Roger Carrick spoke to a sparse crowd of print and broadcast reporters across the street from the site at which the Belmont Learning Center was to be built by the Los Angeles Unified School District.
“The facts are very clear, someone broke the law at Belmont,” Carrick said, but no one was prosecuted.
Carrick, an environmental lawyer, said the Belmont site would be the first of several stops along a “Cooley Trail of Shame.” Later stops, he suggested, would include the Rampart police station and other locations where Cooley has chosen not to prosecute corruption or environmental crimes.
Carrick, who was flanked yesterday by local League of Conservation Voters President Andi Liebenbaum and former Deputy Mayor—and onetime state elections watchdog—Tom Houston, was special counsel to LAUSD Inspector General Don Mullinax in connection with Belmont.
Mullinax produced an exhaustive report on Belmont in September 1999, suggesting possible violations of environmental, hazardous waste and education laws.
Then-District Attorney Garcetti concluded that there was no basis for any prosecution, a judgment that was vigorously criticized by Cooley during the last campaign. Cooley said he broadened the investigation’s scope, but still found no financial crimes, including bribery, grand theft or securities law violations.

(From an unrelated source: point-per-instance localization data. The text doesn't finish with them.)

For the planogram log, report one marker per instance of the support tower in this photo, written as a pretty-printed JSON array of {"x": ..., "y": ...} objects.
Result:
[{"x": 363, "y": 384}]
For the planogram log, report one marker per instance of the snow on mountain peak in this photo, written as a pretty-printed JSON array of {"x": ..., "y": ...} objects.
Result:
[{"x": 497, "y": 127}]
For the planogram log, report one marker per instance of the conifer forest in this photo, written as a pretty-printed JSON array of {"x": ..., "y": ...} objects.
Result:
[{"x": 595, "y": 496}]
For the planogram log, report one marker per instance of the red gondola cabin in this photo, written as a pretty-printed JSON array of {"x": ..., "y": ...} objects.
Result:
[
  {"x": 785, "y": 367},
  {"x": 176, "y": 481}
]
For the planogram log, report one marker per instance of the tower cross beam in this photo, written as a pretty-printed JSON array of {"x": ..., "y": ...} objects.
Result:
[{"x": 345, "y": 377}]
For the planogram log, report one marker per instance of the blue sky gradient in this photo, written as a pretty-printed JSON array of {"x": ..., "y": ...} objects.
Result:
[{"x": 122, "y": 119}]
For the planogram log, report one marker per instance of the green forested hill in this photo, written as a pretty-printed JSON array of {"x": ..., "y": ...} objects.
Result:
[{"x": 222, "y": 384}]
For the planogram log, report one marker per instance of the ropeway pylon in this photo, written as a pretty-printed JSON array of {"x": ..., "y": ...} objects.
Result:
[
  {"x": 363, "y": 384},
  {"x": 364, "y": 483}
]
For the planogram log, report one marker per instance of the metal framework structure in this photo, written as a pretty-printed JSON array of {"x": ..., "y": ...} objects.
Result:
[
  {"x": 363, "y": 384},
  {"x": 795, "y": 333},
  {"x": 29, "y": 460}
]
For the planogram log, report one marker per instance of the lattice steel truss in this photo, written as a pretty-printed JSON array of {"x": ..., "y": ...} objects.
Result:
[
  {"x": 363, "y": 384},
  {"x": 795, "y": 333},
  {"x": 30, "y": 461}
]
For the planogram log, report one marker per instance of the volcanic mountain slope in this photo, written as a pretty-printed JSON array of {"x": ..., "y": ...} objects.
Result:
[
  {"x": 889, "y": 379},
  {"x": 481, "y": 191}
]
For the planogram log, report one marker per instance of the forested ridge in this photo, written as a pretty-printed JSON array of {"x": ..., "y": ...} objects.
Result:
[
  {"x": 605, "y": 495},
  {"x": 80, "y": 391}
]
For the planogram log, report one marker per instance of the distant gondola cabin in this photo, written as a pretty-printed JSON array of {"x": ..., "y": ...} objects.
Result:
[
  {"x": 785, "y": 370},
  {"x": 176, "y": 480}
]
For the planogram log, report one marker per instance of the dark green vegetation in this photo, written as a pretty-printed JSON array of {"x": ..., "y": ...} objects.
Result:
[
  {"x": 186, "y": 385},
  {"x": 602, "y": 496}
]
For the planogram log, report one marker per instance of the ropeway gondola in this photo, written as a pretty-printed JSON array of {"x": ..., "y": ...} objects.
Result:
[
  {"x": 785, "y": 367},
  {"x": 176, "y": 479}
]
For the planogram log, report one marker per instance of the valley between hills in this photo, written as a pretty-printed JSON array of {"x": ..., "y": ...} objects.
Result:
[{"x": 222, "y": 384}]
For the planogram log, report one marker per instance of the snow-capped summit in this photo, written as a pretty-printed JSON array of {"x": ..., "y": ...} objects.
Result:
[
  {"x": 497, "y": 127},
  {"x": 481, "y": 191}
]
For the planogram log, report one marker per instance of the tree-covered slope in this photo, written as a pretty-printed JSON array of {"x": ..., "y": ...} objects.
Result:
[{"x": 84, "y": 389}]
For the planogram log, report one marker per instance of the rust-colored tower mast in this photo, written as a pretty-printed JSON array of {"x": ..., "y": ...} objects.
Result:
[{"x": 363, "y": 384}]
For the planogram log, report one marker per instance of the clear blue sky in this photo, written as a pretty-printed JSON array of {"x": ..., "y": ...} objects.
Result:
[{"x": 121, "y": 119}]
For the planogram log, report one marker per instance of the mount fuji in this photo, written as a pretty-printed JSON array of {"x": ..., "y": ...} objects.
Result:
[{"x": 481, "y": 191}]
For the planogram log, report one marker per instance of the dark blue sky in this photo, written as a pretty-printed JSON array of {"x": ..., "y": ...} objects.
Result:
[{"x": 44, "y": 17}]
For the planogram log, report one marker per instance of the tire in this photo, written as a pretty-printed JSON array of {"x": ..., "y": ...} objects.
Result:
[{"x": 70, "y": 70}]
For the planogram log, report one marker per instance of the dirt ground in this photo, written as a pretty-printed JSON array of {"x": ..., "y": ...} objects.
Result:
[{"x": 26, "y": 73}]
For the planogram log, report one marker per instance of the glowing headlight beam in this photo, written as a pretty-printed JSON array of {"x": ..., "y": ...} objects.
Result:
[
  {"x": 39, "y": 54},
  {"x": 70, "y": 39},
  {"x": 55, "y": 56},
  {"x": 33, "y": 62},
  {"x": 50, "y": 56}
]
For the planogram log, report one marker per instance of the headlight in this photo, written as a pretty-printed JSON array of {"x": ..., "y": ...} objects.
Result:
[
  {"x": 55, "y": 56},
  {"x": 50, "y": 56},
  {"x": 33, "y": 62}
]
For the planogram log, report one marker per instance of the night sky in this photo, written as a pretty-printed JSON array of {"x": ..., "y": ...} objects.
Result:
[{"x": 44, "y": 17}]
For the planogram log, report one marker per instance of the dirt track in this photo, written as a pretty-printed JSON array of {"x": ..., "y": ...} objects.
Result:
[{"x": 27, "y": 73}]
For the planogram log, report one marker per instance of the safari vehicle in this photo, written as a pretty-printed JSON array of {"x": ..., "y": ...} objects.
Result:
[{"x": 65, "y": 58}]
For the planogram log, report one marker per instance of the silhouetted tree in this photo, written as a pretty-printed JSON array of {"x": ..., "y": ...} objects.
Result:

That conclusion was disputed by Cooley’s former Belmont special prosecutor, Anthony Patchett, who is also running for district attorney. Patchett has said that “without a doubt” there was enough evidence to take the case to the grand jury.
The problem, Carrick said yesterday, is that “we don’t have a prosecutor who will back up an aggressive inspector general.”
He said he would pattern himself after New York’s Democratic Attorney General Elliot Spitzer. Carrick, who described himself as the “green Democrat” in the officially nonpartisan race, explained that Spitzer has been “kicking butt” in cases against wealthy and powerful lawbreakers, while Cooley has overseen “a culture that refuses to go after all the crimes.”
Deputy District Attorney Tom Higgins is also running for district attorney, as are former Los Angeles City Councilman Nick Pacheco and Deputy District Attorney Denise Moehlman.